While significant progress has been made by industry and government in tackling AI epidemics, the workshop will explore all of the “weak” link factors commonly encountered in cases of primary introduction of AI in the herds. Photo: Ruud Ploeg
The workshop took place on September 13 and was designed to inform participants about the background to predicting the future risk of avian influenza outbreaks, covering its limitations and sharing information on what has been learned from previous seasons of ‘IA.
While significant progress has been made by industry and government in tackling AI epidemics in recent years, particularly in terms of communication, disease management, and the absence of secondary spread, the workshop explored all the “weak” link factors commonly encountered in cases of primary introduction of AI into herds. He also took into account the experience in the UK and Europe with regard to non-reportable AI as a significant cause of disease and explored the opportunities and challenges for better control of avian diseases at mandatory declaration after Brexit, as well as the new OIE (World Organization for the Protection of Animal Health).
Stay alert for signs of bird flu
The event took place following the announcement by the UK’s chief veterinarian, Christine Middlemiss, that international standards have been met to declare the country free from avian influenza. However, she reiterated the calls to all poultry farmers to remain vigilant for signs of the disease.
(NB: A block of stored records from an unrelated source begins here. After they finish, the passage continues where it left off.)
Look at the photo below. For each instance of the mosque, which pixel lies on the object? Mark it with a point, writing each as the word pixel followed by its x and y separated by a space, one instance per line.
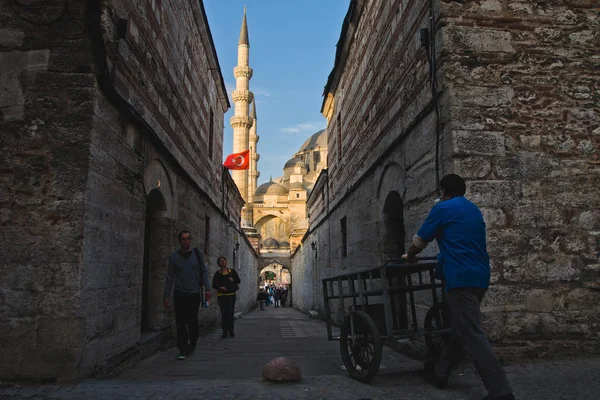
pixel 274 216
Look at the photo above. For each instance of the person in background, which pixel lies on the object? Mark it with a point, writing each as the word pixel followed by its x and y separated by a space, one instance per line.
pixel 459 229
pixel 189 273
pixel 226 282
pixel 262 298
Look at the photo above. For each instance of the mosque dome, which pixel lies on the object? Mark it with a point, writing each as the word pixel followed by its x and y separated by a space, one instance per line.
pixel 297 186
pixel 270 188
pixel 271 243
pixel 318 139
pixel 294 162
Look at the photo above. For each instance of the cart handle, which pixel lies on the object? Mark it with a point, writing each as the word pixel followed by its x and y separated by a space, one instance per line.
pixel 404 260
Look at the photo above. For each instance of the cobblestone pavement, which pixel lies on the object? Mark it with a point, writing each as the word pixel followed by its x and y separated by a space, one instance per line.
pixel 231 369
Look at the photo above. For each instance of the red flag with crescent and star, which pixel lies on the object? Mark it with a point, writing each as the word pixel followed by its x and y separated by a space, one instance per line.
pixel 238 160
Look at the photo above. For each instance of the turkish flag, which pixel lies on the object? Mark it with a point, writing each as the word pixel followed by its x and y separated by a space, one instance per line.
pixel 238 160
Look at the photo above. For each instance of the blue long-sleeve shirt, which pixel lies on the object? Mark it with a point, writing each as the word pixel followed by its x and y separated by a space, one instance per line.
pixel 459 228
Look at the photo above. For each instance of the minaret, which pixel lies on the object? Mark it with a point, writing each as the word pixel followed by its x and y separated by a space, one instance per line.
pixel 241 121
pixel 254 156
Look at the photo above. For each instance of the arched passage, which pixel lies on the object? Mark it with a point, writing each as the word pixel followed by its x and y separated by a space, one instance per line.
pixel 273 227
pixel 157 245
pixel 393 225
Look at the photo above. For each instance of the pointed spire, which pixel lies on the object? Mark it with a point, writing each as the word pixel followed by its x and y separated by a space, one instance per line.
pixel 244 31
pixel 253 111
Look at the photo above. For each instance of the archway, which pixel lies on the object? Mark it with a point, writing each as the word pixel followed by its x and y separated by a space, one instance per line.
pixel 394 247
pixel 273 227
pixel 393 226
pixel 157 245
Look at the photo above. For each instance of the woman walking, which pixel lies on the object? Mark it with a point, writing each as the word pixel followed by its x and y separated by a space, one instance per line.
pixel 226 282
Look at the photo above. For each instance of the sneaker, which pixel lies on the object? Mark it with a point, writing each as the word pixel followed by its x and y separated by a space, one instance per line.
pixel 432 378
pixel 505 397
Highly pathogenic avian influenza continues to circulate in wild and captive birds in Europe and as winter approaches the risk of migratory wild birds flying to the UK in the coming months will mean that risks to domestic poultry are likely to increase.
Between November 2020 and March 2021, 26 cases of avian influenza were confirmed in farmed poultry and wild birds in the UK. In all cases, movement restrictions have been put in place to limit the spread of the disease and extensive investigations have been carried out into the source and possible spread of the infection.
The government has also introduced UK-wide measures to protect poultry from infection by wild birds, including a requirement to temporarily house birds and a ban on gatherings of birds. “The past year has been very difficult for anyone raising poultry and birds in captivity and I want to thank everyone for their efforts to help us contain the disease. This is an important step that will contribute to our efforts to reopen export markets. Although we are now free from avian influenza in this country, there is a constant risk of the disease returning by wild birds and this is expected to increase as winter approaches, temperatures drop and more migratory birds begin. to arrive in the UK, ”she said.